July 17, 2012 -- Pat Gantt characterized pay hikes for several incoming CSU campus presidents as "insensitive, rude, ill-advised, and poorly timed" in a statement released this afternoon.
Gantt, president of the California State University Employees Union, released the following statement in response to the California State University Board of Trustees' decision today to grant pay increases to several incoming campus presidents:
"The California State University Board of Trustees' decision today to approve pay raises for several incoming campus presidents using funds that would be raised specifically for the salary supplements is insensitive, rude, ill-advised, and poorly timed. It's insulting to employees, students, and the public to keep hiking presidential pay, no matter where the funds come from, at a time of ever more draconian cuts to services and hikes in tuition. It's clear that CSU administrators just don't get it. Legislation is in the pipeline to curtail their ability to keep hiking executive salaries, and apparently that's the only way these tone-deaf administrators will finally get the message."

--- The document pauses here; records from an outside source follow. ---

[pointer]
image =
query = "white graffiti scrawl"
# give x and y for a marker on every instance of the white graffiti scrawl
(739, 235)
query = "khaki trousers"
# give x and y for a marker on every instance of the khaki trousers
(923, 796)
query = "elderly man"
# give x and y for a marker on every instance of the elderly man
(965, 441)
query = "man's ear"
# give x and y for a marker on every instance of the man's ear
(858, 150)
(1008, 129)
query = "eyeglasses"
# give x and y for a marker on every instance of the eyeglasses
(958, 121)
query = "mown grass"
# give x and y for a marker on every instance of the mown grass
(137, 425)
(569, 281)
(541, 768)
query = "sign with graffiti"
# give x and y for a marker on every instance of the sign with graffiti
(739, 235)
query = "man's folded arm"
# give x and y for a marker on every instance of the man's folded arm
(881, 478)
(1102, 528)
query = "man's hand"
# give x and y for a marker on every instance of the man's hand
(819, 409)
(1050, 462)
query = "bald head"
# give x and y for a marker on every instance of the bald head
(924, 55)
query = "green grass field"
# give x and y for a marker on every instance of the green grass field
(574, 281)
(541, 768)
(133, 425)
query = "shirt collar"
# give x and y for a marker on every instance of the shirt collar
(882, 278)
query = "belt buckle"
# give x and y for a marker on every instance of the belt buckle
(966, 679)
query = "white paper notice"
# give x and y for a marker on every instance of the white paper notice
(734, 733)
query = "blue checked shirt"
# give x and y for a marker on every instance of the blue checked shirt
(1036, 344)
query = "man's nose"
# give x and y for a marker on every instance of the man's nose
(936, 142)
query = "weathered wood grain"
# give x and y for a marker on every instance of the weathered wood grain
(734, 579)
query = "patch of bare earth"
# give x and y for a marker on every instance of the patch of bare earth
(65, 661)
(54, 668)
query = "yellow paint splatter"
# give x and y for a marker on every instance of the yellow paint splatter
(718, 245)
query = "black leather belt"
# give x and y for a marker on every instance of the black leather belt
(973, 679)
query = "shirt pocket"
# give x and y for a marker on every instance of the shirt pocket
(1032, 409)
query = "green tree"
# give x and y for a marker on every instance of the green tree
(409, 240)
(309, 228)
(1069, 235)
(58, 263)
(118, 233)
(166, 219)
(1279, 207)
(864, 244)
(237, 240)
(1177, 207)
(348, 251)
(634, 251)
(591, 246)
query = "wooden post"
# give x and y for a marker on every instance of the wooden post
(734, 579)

The salary packages for four incoming and three interim executives were the first under a new policy that freezes state-funded pay but allows individual campus foundations to supplement compensation up to 10%.
New Cal State Northridge President Dianne F. Harrison will receive $324,500, including $29,000 from the campus foundation; incoming Cal State San Bernardino President Tomas D. Morales will receive $319,000, including $29,000 from the campus foundation; Leslie D. Wong, incoming president of San Francisco State, will receive $325,000 including $26,251 from the campus foundation. Retired Admiral Thomas A. Cropper, the new president of the California Maritime Academy, will receive $250,000 with no extra foundation support.